The film’s intimate camera heightens this sense of feminine interiority, whether through force as in its wrenching silent close-up of Lara’s screams or through precise metaphorical constructions as when Fontaine’s stilted lecture about flowers as a stand-in for women’s sexuality overlays shots of mindless insects crawling over fleshy pink rose petals. Carmilla’s commentary on the same subject when she tells Lara a rose “doesn’t want to be picked” is one of the film’s more interesting pieces of gender politics, positioning normative heterosexual culture as inherently violent and lesbianism as more fundamentally connected to the natural cycle of birth and death.

The romance between the two girls is at once childish and freighted with a very adult sense of heartbreak and absence. Carmilla has no past, no memories. Lara has no mother, and only a lonely, isolated life under Fontaine’s rigid rules to occupy her time. They must be multiple things to one another, occupying complex roles the world around them is in no way prepared to accept. The scene in which Fontaine walks in on an intimate moment is crushing in its brittle failure as the older woman’s own repressed sexuality and fear at seeing her own “sins” repeated by her ward boils over into strangled, shivering rage.
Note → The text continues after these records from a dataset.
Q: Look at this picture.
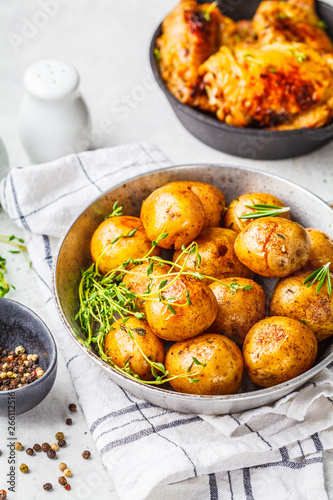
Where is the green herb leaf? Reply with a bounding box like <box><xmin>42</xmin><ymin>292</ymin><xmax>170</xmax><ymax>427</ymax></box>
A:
<box><xmin>154</xmin><ymin>47</ymin><xmax>161</xmax><ymax>63</ymax></box>
<box><xmin>158</xmin><ymin>279</ymin><xmax>168</xmax><ymax>290</ymax></box>
<box><xmin>303</xmin><ymin>262</ymin><xmax>331</xmax><ymax>294</ymax></box>
<box><xmin>167</xmin><ymin>304</ymin><xmax>177</xmax><ymax>315</ymax></box>
<box><xmin>186</xmin><ymin>290</ymin><xmax>192</xmax><ymax>306</ymax></box>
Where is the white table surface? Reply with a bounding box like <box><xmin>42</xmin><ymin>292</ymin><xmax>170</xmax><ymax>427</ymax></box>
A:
<box><xmin>0</xmin><ymin>1</ymin><xmax>332</xmax><ymax>499</ymax></box>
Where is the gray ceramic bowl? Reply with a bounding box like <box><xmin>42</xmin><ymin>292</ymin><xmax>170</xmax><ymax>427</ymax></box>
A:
<box><xmin>53</xmin><ymin>164</ymin><xmax>333</xmax><ymax>415</ymax></box>
<box><xmin>150</xmin><ymin>0</ymin><xmax>333</xmax><ymax>159</ymax></box>
<box><xmin>0</xmin><ymin>298</ymin><xmax>57</xmax><ymax>415</ymax></box>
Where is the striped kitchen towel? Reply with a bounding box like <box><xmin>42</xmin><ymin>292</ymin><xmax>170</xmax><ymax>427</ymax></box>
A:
<box><xmin>1</xmin><ymin>142</ymin><xmax>333</xmax><ymax>500</ymax></box>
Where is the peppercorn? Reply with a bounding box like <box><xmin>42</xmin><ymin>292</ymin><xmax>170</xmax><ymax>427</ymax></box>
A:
<box><xmin>19</xmin><ymin>464</ymin><xmax>29</xmax><ymax>473</ymax></box>
<box><xmin>64</xmin><ymin>469</ymin><xmax>72</xmax><ymax>478</ymax></box>
<box><xmin>51</xmin><ymin>443</ymin><xmax>58</xmax><ymax>451</ymax></box>
<box><xmin>65</xmin><ymin>418</ymin><xmax>72</xmax><ymax>426</ymax></box>
<box><xmin>15</xmin><ymin>442</ymin><xmax>22</xmax><ymax>451</ymax></box>
<box><xmin>43</xmin><ymin>483</ymin><xmax>52</xmax><ymax>491</ymax></box>
<box><xmin>26</xmin><ymin>448</ymin><xmax>34</xmax><ymax>456</ymax></box>
<box><xmin>47</xmin><ymin>449</ymin><xmax>56</xmax><ymax>459</ymax></box>
<box><xmin>58</xmin><ymin>476</ymin><xmax>67</xmax><ymax>486</ymax></box>
<box><xmin>82</xmin><ymin>450</ymin><xmax>91</xmax><ymax>460</ymax></box>
<box><xmin>68</xmin><ymin>403</ymin><xmax>76</xmax><ymax>412</ymax></box>
<box><xmin>64</xmin><ymin>484</ymin><xmax>71</xmax><ymax>491</ymax></box>
<box><xmin>55</xmin><ymin>432</ymin><xmax>64</xmax><ymax>441</ymax></box>
<box><xmin>42</xmin><ymin>443</ymin><xmax>51</xmax><ymax>452</ymax></box>
<box><xmin>59</xmin><ymin>462</ymin><xmax>67</xmax><ymax>472</ymax></box>
<box><xmin>0</xmin><ymin>490</ymin><xmax>6</xmax><ymax>500</ymax></box>
<box><xmin>33</xmin><ymin>444</ymin><xmax>41</xmax><ymax>452</ymax></box>
<box><xmin>15</xmin><ymin>346</ymin><xmax>25</xmax><ymax>356</ymax></box>
<box><xmin>58</xmin><ymin>439</ymin><xmax>66</xmax><ymax>448</ymax></box>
Everything that follows is equal parts daydream and nightmare, an utterly unsentimental depiction of adult hysterics pulverizing the boundaries of the fragile world in which children live. Lara is dragged screaming into adulthood through a trauma far worse than anything in one of her violent, sexualized dreams, her symbolic left-handedness finally bound and corrected in a way Fontaine’s canvas straps never achieved. More than mysterious killings, more than hazy occultism or suspicions of possession, for young women to find what they need in each other is the ultimate abomination.